Contre toute attente, je sentais que mon analyse me rendait moins péremptoire que je ne l’avais été. Au lieu de me renfrogner au souvenir de Martha et de Chrissie, ou d’agiter tout cela inutilement dans ma tête, je pouvais en parler à Alex. Il ne se choquait pas des choses que je lui disais, mais ne manifestait pas non plus d’intérêt malsain et, bien qu’il lui arrive d’être fort critique à mon égard, voire même caustique, je n’avais jamais à m’excuser. En y réfléchissant bien, je savais qu’il était de mon côté. J’avais confiance en lui. Et puis, en qui d’autre aurais-je pu avoir confiance ?
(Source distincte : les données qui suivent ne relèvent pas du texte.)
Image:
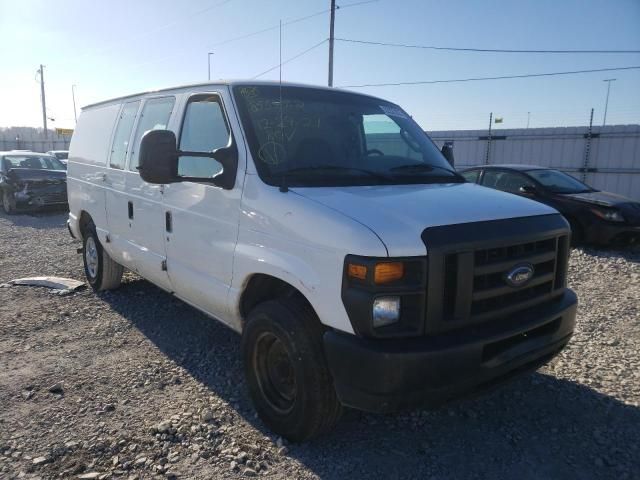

Le lendemain de mon retour à Londres, j’arrivai chez Alex chargée de paquets de Noël, tel un voyageur passant la douane. J’appuyai mes sacs contre le divan. De temps en temps, tout en parlant, je caressais du doigt leur plastique froissé – sensation de normalité. J’en avais besoin. En lui parlant de Martha et de mon père, je me demandais presque s’il n’allait pas en rire, tellement c’était ridicule, sordide et pathétique. Mais il ne rit pas, et ne m’accabla d’aucune compassion idiote. Puis, quand je lui décrivis ma rencontre avec Chrissie, je songeai qu’il allait peut-être s’irriter de mon obstination à poursuivre mon travail de détective amateur. Je ne pus m’empêcher d’être un peu sur la défensive, en lui répétant sur un ton d’excuses ce qu’elle m’avait dit sur cette histoire horrible d’Alan et de Natalie, et je fus surprise de voir Alex se contenter, pour toute réaction, d’un hochement de tête intéressé.
« Je ne vais donc jamais réussir à vous dissuader d’aller fourrer votre nez partout, hein ? » Il y avait bien une note d’exaspération, mais rien de grave.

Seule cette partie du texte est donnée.